U.S. foreign policy leaders can exit this game of blackmail by simply moving ahead unilaterally with arms reductions. The next American president should announce that the United States plans to reduce its arsenal of strategic nuclear weapons to the lowest level that will still give the United States a deterrence capability. Some have suggested that this number is 2,500; others have posited that the United States can go to as low as 1,000 warheads if all of these weapons are placed on submarines, safe from a first strike. Given Russia's dire financial situation, the Russian government is likely to reciprocate. To be sure, arms control agreements are preferable in that they provide better information about intentions and more opportunities for verification. Ironically, however, the United States and Russia are likely to achieve START II and even START III levels of nuclear weapons much faster if they stop negotiating these treaties and simply act unilaterally and encourage the other side to reciprocate.

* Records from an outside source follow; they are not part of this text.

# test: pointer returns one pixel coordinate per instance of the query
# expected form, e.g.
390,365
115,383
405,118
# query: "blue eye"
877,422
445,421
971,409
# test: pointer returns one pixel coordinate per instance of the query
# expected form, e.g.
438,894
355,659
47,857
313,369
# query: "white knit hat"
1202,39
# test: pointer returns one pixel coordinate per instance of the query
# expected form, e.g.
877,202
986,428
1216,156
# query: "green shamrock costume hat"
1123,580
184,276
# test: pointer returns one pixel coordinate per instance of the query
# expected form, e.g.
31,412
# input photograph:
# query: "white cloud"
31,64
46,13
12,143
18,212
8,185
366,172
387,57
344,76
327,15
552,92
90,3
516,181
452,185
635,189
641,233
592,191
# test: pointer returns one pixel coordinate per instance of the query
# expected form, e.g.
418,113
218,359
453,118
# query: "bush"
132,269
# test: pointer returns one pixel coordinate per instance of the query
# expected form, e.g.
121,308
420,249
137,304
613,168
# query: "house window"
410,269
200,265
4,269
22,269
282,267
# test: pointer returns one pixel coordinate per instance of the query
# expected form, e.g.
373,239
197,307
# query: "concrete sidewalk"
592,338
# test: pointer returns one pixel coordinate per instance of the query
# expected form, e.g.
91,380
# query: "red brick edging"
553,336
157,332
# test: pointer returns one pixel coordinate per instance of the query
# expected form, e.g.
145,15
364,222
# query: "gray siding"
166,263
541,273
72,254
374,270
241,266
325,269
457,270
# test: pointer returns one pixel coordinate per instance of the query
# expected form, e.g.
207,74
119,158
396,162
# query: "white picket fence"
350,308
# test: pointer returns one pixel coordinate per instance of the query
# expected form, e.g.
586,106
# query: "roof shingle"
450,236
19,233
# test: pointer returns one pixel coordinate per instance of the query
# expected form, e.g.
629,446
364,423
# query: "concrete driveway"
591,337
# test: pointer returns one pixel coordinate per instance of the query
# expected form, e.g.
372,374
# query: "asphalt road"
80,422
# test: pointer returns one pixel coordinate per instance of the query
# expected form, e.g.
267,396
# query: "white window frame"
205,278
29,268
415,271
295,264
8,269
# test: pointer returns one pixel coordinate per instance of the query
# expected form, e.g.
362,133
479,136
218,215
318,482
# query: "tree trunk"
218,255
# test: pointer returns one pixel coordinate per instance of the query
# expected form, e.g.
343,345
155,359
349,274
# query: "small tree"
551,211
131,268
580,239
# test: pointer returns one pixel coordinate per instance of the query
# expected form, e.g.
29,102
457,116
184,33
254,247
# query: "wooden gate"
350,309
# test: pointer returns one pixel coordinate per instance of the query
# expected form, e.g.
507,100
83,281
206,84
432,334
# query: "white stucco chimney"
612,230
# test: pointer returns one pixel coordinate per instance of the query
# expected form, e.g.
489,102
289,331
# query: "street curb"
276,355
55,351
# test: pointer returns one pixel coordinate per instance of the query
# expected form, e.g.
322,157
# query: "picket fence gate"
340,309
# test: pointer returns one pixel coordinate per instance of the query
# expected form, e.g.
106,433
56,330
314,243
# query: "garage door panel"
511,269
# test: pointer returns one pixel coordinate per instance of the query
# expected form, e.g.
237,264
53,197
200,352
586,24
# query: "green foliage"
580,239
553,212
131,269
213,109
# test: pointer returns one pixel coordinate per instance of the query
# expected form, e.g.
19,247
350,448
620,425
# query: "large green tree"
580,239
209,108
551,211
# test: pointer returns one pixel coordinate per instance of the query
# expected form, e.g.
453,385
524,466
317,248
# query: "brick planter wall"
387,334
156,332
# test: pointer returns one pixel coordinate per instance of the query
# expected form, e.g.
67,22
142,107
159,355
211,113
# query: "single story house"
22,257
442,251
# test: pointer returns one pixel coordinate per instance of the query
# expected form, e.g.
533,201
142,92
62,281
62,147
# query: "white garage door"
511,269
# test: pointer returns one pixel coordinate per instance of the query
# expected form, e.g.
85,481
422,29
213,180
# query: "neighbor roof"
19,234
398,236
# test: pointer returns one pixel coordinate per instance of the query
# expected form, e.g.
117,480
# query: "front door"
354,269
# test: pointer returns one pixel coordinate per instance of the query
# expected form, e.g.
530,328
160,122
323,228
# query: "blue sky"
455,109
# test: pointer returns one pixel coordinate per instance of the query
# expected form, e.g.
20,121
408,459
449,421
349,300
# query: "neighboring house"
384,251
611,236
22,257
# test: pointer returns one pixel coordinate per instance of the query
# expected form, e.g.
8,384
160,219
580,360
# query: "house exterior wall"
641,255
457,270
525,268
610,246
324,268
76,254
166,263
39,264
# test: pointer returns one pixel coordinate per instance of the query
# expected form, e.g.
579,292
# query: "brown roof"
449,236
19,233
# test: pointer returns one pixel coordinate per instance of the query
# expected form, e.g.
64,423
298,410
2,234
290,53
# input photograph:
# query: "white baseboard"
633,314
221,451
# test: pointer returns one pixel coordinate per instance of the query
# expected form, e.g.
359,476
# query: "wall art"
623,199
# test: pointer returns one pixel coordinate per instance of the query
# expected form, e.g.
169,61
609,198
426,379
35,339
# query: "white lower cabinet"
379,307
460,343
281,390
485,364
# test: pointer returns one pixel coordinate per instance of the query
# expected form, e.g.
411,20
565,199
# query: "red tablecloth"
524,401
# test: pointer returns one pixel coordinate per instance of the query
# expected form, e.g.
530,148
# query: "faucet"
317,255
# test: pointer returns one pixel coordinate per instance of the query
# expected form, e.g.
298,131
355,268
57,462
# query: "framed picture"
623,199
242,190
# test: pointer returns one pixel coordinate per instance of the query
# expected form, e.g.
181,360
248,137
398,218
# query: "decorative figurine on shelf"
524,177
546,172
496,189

If the U.S. objective of reducing strategic nuclear weapons might be achieved better through less engagement with Russia, the objective of developing and deploying missile defenses is best achieved through greater cooperation. In the spirit of Ronald Reagan's original speech on the Strategic Defense Initiative, the United States should seek to develop missile defense technologies in full cooperation with Russia, even if the United States has to foot the entire bill. Persuasive as money always is to countries in deep financial trouble, this might soften Russian resistance to amending the ABM treaty, while also giving us the benefit of Russia's technology and scientific personnel in developing these systems. Recent successes in negotiations about Shared Early Warning suggest that the United States and Russia can devise regimes for cooperation that enhance the security of both countries. We owe it to ourselves to try.



Michael A. McFaul is a senior associate at the Carnegie Endowment for International Peace in Washington, D.C., and an assistant professor of political science at Stanford University in California.